Bazzani, founder of Local First and president of Bazzani Associates, shared his story at the 26th annual University of Michigan/Urban Land Institute Real Estate Forum Wednesday in the Amway Plaza Hotel, downtown Grand Rapids.
Bazzani’s presentation, “Rebuilding Neighborhoods: The Uptown Story,” told the tale of a 20-year-long building process that has changed the urban landscape of Grand Rapids streets, neighborhoods and business.
It started in 1983 with the renovation of Gibson’s (now Mangiamo!) at 1033 Lake Drive SE, he said, during a chaotic time for those neighborhoods when Bazzani, “wouldn’t drive around the corner I now live on. The last known user of our office was a crack house.”
But Bazzani’s vision linked beautiful architecture with a city and state eager for change, he said. Crime was being locked down and city expansions were happening, he said, meaning it made sense at that time to collaborate with different groups and the get tax credits to fund a local makeover.

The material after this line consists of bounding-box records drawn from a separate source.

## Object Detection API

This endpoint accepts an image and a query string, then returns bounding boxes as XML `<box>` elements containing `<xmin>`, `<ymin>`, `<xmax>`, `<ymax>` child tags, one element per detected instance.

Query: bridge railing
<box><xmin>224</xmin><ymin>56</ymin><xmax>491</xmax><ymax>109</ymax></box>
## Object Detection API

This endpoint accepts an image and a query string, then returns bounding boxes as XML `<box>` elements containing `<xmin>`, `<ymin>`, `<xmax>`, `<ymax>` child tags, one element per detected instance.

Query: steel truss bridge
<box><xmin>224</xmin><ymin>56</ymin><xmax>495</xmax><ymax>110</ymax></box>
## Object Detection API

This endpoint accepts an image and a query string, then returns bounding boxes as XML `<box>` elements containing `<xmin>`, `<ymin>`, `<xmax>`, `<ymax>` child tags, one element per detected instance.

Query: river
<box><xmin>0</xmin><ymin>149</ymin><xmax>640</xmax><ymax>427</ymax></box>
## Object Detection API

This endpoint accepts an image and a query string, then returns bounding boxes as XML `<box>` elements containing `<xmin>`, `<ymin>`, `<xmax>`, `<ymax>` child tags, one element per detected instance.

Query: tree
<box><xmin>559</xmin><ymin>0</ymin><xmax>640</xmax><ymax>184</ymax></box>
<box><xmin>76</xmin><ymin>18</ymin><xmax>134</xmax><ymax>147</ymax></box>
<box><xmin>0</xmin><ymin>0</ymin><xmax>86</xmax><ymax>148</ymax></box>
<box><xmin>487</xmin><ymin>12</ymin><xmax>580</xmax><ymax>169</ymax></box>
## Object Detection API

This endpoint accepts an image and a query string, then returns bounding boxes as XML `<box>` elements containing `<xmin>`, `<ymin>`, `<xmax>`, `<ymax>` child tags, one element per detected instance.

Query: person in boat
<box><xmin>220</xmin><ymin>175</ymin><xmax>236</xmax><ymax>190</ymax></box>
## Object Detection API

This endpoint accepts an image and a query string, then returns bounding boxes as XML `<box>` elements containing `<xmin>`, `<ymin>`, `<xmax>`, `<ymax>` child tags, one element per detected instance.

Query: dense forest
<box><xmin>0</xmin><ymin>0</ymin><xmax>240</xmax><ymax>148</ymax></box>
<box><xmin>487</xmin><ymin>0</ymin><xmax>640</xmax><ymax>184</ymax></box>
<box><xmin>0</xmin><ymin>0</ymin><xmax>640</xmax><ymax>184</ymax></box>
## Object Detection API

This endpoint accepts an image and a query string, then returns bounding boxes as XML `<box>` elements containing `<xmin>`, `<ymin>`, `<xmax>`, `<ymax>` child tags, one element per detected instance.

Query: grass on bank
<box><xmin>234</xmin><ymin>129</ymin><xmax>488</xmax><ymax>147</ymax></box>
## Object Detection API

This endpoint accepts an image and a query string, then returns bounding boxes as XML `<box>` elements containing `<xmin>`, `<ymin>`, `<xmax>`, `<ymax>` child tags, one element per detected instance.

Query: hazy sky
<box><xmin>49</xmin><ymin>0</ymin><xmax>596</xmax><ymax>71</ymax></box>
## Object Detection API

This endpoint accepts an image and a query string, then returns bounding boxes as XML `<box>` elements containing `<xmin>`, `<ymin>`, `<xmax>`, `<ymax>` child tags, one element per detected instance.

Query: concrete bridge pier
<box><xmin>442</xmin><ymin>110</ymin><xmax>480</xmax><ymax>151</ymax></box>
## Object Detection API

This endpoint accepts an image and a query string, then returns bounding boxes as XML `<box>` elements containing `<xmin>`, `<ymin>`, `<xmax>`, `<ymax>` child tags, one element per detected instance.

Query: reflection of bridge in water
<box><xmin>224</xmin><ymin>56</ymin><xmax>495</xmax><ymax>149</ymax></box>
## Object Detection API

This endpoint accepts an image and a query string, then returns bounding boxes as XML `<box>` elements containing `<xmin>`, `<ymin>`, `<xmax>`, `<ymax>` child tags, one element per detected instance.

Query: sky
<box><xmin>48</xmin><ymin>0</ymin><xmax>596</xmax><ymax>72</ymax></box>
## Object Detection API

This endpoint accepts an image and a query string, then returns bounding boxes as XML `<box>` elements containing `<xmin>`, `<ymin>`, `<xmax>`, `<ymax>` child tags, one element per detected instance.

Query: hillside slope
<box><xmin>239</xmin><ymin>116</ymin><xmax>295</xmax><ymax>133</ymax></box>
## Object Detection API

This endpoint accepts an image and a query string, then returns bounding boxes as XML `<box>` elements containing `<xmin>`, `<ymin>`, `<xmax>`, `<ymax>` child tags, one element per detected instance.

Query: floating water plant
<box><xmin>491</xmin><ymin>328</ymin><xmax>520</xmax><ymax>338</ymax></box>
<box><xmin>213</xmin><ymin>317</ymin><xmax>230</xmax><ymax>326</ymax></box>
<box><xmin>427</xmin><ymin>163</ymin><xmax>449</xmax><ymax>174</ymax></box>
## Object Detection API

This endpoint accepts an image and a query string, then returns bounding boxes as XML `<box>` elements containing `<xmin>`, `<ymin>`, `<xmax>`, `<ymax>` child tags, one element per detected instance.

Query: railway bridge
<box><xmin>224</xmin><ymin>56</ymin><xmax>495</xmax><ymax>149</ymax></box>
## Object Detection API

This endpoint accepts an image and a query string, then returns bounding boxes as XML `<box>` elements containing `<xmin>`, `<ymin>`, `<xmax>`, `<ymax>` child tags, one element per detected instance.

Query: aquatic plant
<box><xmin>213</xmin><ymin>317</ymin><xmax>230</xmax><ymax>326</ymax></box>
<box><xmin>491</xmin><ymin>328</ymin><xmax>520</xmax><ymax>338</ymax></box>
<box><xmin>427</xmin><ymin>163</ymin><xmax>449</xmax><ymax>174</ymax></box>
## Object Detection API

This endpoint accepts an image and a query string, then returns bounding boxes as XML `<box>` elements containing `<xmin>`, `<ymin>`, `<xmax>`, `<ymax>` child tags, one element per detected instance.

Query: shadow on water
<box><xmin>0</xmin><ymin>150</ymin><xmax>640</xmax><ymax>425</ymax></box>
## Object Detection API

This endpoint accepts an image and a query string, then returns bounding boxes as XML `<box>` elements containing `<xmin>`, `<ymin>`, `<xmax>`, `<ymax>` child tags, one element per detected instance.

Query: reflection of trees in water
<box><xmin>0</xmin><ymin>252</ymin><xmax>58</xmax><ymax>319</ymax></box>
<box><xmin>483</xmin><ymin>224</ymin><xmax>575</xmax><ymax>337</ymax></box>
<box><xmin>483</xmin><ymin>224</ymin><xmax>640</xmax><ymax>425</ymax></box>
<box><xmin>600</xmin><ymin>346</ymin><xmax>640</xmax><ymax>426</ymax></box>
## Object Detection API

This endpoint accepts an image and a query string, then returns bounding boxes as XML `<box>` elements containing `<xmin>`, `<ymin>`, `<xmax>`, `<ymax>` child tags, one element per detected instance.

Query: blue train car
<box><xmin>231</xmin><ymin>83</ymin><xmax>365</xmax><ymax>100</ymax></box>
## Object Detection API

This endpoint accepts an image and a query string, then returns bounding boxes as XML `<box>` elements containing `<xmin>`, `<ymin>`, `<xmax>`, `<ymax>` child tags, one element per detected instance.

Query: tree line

“The beauty of Grand Rapids was it wrote a very enlightened master plan,” Bazzani said. “It just took time to get the zoning, essentially the law, to back it up.”
The new millennium ushered in a never-say-never era, he said, as he made notable renovations on Fulton and Diamond streets, which acted as a neighborhood catalyst, leading other stores to open in the neighborhood.
It also brought in pedestrian traffic, he said, which is key to developing economic infrastructure around architectural renovations.
“The success of these neighborhoods is that they were walkable and drivable. That’s why our neighborhoods did better than downtown,” he said. “Even though Grand Rapids would like to be Chicago, it doesn’t have that many folks stacked vertically. They still walk around.”
In 2003, Bazzani Headquarters went into the space at 959 Wealthy St. SE. The renovation received Grand Rapids’ first-ever LEED certification, for its vegetative green roof.
Bazzani’s green innovation continued in 2005 with the East Hills Center on Lake Drive, which he called “one of the most dynamic projects we’ve ever done.”
The facility was approved for reuse by the Michigan Department of Environmental Quality after a remediation expense of $520,000. It now houses Marie Catrib’s, and has a vegetative green roof, which won the first LEED Double Gold certification in the United States.
“We feel that the investment in the thermal envelope is static. Once it’s there, it’s in that building forever. That’s where we put our money,” he said. “I see a payback in energy efficiency. You have to design the building as a green building from day one. If you try to remake it as green, it’s going to cost you 20 percent (more). If you leverage every element, you’ll be in the 2 to 5 percent and get that back in to two to five years. Focus on it initially.”
From 2009 to this year, the economic recession caused a gap in the building process, Bazzani said, but in the current financial climate, he sees a push coming to rebuild and build green.
In those first years, however, it was the spirit of collaboration that made the work possible. Bazzani hopes it continues.
“Believe me, I was called crazy,” he said. “Without a history of banker support, (multiple) tax credits all piled together and a lot of guts, none of this could have happened. Back then, the banking rules were fairly loose, fairly liberal. Today it’s coming back.”